Bugün size Christopher Nolan imzasıyla 2020 yılında vizyona giren, oldukça karmaşık senaryosuyla akılları karıştıran bir filmden bahsedeceğim: “Tenet”.
Film, ilk olarak bir opera binasındaki baskınla başlıyor. Protagonist olarak anılan kahramanımız, CIA ajanı olarak gizli bir görev için operaya yapılan baskına katılıyor. Ancak görev sırasında yaşadığı bir aksilik sonucu yakalanıyor ve ölümle burun buruna geliyor. Gözlerini hastanede açtığında ona yeni bir görev veriliyor: Üçüncü Dünya Savaşı’nın çıkmasını önlemek ve bunun için “tenet” olarak bilinen bir anahtar kelimeyi kullanmak. Ancak daha sonra gelecekten gelen ve “evrilmiş” olarak zamanda geriye gönderilen gizemli teknolojik parçalar ve silahlarla tanışan kahramanımız, görevinin ne kadar tehlikeli olduğunu farkına varacaktır. Silahların izini sürdüğünde ise Mumbai’de silah tüccarı olan Priya Singh aracılığıyla uluslararası silah satıcısı olan Andrei Sator’a ulaşır.

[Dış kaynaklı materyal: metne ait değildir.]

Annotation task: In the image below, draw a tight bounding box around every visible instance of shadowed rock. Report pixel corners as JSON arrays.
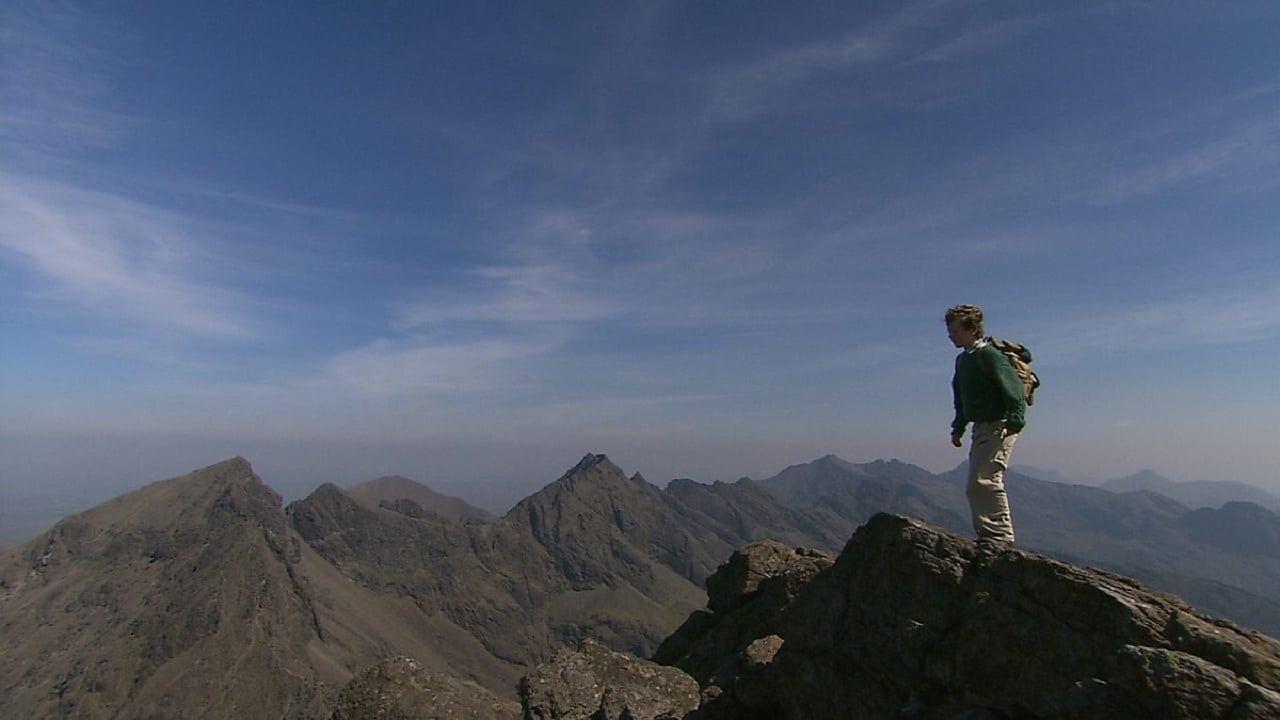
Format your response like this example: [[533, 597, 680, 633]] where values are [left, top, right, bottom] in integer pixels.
[[520, 641, 698, 720], [333, 657, 520, 720], [704, 515, 1280, 720]]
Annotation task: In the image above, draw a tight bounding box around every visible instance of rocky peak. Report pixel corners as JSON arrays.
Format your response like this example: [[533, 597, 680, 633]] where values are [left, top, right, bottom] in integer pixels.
[[524, 515, 1280, 720]]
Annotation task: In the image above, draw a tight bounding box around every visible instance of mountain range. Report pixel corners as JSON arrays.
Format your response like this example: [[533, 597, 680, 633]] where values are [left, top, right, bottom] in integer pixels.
[[0, 455, 1280, 717]]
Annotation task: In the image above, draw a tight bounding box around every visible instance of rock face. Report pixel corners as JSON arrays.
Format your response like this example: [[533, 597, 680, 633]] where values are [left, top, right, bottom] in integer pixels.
[[333, 657, 520, 720], [660, 515, 1280, 720], [654, 541, 832, 688], [759, 456, 1280, 637], [520, 641, 698, 720], [347, 475, 494, 523], [0, 457, 328, 717]]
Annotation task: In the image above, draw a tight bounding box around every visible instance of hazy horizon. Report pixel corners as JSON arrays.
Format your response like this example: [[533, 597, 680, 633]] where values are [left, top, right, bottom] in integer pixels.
[[0, 0, 1280, 509]]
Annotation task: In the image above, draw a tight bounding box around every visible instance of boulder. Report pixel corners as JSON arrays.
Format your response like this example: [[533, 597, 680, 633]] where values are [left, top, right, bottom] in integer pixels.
[[333, 657, 520, 720], [520, 641, 699, 720]]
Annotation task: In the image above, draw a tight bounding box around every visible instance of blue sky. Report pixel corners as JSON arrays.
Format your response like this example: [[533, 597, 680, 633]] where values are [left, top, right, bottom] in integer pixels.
[[0, 1, 1280, 502]]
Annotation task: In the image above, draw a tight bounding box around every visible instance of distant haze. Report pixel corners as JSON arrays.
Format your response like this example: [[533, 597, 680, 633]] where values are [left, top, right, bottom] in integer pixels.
[[0, 0, 1280, 502]]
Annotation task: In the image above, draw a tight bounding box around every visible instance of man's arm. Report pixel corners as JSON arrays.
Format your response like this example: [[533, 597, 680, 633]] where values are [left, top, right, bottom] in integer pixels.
[[951, 359, 969, 447]]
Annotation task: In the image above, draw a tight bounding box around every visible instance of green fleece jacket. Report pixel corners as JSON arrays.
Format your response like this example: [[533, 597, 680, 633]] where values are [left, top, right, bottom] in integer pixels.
[[951, 343, 1027, 436]]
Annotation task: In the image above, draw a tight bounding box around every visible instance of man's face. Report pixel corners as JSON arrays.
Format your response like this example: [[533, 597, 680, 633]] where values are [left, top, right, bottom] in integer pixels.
[[947, 320, 982, 347]]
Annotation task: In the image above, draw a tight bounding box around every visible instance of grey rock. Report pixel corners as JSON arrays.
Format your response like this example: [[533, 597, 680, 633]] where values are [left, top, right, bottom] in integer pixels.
[[520, 641, 699, 720], [333, 657, 520, 720]]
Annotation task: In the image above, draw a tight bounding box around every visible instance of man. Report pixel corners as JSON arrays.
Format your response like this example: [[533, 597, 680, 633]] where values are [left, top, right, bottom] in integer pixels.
[[946, 305, 1027, 547]]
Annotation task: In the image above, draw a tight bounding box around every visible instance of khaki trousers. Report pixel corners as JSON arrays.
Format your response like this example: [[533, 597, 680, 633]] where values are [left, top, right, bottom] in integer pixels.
[[965, 420, 1018, 543]]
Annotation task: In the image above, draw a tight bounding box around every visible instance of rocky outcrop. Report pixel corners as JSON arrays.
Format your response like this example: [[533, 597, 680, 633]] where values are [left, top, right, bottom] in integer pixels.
[[333, 657, 520, 720], [675, 515, 1280, 720], [520, 641, 698, 720], [654, 541, 832, 692]]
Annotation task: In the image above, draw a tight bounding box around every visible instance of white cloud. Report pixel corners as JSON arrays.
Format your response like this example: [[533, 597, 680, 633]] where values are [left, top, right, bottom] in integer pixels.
[[0, 173, 253, 338], [710, 0, 955, 119], [312, 338, 554, 398], [0, 0, 132, 158]]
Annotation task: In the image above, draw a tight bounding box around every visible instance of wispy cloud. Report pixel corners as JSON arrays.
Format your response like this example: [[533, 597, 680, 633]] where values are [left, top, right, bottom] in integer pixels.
[[1036, 282, 1280, 363], [0, 174, 255, 338], [1083, 110, 1280, 205], [910, 17, 1051, 64], [318, 338, 549, 400], [709, 0, 955, 120], [0, 0, 132, 159]]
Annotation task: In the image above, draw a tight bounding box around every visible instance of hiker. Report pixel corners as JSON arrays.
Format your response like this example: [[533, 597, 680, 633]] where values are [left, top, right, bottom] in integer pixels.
[[946, 305, 1029, 546]]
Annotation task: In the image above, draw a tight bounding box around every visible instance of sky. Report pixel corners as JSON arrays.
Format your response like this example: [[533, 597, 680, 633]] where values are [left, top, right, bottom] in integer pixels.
[[0, 0, 1280, 504]]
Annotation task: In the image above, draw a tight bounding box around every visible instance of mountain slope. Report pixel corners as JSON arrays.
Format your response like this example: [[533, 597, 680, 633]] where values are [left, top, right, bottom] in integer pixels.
[[0, 457, 324, 717], [347, 475, 494, 523], [760, 456, 1280, 634], [1101, 470, 1280, 511]]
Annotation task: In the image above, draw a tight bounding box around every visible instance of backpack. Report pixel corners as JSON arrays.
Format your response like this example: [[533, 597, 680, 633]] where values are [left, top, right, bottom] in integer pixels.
[[987, 337, 1039, 406]]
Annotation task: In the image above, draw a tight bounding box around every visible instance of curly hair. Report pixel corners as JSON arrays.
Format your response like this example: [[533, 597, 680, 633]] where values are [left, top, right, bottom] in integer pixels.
[[946, 305, 987, 336]]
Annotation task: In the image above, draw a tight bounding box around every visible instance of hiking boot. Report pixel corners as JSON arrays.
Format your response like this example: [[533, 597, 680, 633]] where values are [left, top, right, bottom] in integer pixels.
[[978, 538, 1014, 555]]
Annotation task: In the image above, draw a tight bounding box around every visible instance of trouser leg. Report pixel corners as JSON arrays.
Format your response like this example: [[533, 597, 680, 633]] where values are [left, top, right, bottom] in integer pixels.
[[965, 423, 1018, 542]]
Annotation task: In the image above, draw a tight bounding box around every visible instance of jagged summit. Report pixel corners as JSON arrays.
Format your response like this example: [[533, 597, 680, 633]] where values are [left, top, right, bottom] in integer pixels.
[[526, 514, 1280, 720], [347, 475, 494, 523], [564, 452, 617, 475]]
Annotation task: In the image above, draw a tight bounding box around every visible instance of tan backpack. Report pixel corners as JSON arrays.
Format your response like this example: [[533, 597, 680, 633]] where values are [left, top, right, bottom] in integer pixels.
[[987, 337, 1039, 405]]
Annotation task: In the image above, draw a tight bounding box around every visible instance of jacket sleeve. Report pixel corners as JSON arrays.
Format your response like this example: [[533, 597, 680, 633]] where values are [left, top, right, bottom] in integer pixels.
[[982, 346, 1027, 433], [951, 356, 969, 436]]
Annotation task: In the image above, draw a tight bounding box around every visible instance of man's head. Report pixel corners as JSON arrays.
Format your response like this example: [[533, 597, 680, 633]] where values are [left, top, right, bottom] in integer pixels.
[[946, 305, 987, 347]]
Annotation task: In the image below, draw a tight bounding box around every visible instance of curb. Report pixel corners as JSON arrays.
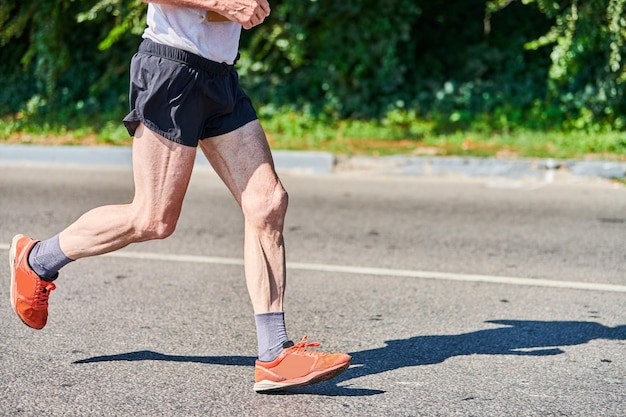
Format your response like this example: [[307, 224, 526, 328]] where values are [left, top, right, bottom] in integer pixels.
[[0, 145, 626, 181]]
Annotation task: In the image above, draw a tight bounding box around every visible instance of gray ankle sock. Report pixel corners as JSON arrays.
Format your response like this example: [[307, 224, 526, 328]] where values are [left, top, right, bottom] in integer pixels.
[[254, 312, 288, 362], [28, 235, 72, 281]]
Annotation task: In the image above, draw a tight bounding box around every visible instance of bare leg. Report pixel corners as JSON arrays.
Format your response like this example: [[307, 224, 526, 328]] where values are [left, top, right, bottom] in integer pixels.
[[200, 121, 287, 314], [59, 125, 196, 260]]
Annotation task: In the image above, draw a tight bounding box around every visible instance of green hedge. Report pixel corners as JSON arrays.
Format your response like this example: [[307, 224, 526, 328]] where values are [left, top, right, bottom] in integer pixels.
[[0, 0, 626, 132]]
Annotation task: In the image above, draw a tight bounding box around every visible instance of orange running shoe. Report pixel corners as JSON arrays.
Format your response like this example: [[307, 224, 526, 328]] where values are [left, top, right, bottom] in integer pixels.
[[9, 235, 56, 329], [254, 336, 352, 392]]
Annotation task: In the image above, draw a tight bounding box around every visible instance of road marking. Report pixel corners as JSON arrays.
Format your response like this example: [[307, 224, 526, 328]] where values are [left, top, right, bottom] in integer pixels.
[[105, 251, 626, 292], [0, 244, 626, 292]]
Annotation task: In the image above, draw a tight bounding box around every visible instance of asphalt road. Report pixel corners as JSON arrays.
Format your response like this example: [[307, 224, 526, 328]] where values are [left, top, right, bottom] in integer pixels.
[[0, 166, 626, 416]]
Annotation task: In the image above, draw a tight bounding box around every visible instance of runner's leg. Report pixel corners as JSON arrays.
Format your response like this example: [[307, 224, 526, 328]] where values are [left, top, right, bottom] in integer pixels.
[[200, 120, 287, 314], [59, 124, 196, 260]]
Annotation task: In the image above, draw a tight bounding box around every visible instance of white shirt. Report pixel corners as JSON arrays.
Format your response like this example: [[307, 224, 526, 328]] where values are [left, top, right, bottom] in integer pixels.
[[143, 3, 241, 64]]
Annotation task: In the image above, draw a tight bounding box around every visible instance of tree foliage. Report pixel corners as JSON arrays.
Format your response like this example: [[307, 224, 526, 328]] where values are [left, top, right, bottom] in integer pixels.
[[0, 0, 626, 130]]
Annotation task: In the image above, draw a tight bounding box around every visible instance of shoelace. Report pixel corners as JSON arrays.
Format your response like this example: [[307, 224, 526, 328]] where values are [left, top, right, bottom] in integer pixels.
[[289, 335, 320, 355], [33, 279, 56, 308]]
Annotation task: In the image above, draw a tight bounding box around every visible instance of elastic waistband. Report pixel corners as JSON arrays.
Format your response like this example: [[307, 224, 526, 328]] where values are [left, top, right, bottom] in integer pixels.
[[139, 39, 234, 74]]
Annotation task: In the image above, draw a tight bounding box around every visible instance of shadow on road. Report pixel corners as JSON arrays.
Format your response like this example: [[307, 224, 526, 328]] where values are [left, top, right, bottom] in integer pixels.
[[74, 320, 626, 396]]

Filmin, öncelikle normal zaman ve evrilmiş yani geriye sarılmış zamanda geçtiğini görüyoruz. Filmin kötü karakteri olan silah tüccarı Andrei Sator, dünyanın yok olmasını sağlayacak bir zaman makinesi inşa etmektedir. Ve bunun için de plütonyum kullanmaktadır. Zamanda yolculuk teknolojisini kullanarak bunu elde etmiştir. Bir bakıma daha iyi bir gelecek inşa etmek için geçmişi yok etmeyi planlamaktadır. Burada bilim kurguda popüler bir teori olan “Büyükbaba Paradoksu”na gönderme yapar. Yani geçmişe gidip büyükbabanızı öldürürseniz gelecekte hiç var olmamış olursunuz. Böylece kısır döngüye girersiniz.
Christopher Nolan’ın bu isimleri seçmesi bir tesadüf mü peki? Hayır, tabi ki. Aslında filmde geçen bütün isimler bir palindrom oluşturuyor. Palindrom, tersten okunuşu aynı olan cümle, sözcük ve sayılardır. Filmin iki farklı zaman akışında geçtiğini düşünürsek Nolan’ın her şeyi nasıl ince detaylarla filme işlediğini görebiliriz. Film hakkında detaylar bununla da bitmiyor. Filmde oyuncuların ters yönde hareket ettiği sahneler montaj değilmiş. Ayrıca uçak kazası da gerçekmiş. Nolan’ın zekası ve cesareti ile film daha gerçekçi ve heyecanlı olmuş.
Film biraz karmaşık görünse de birkaç kez izleyerek taşları yerine oturttum diyebilirim. Zaten verilmek istenen mesajı anlamak için birden çok detay var. Özellikle kahramanımıza yardım eden Neil’in kim olduğu konusunda bazı detaylar veriyor. Filmi dikkatle izlersek aslında her şey daha da netleşiyor. Dediğim gibi, ilk izlemede anlam veremediğimiz birçok detay sonradan yapboz parçaları gibi birleşiyor. İşin içinde Christopher Nolan gibi bir yönetmen olunca şaşırtmıyor. Bütün filmlerini severek izlemişimdir. Gerçekten filmin hakkını veriyor. Ben açıkçası çok beğendim ve bilim kurgu aksiyon sevenlerin de seveceğini düşünüyorum. Özellikle yeşil ekran bile kullanılmaması filmin orijinalliğini daha da artırıyor. Oldukça emek harcanmış. Kendine özgü kurgusu ve sahneleriyle aklınızdan kolay kolay çıkmayacak. Şimdiden izleyecek olanlara iyi seyirler diliyorum. Yeniden görüşmek üzere.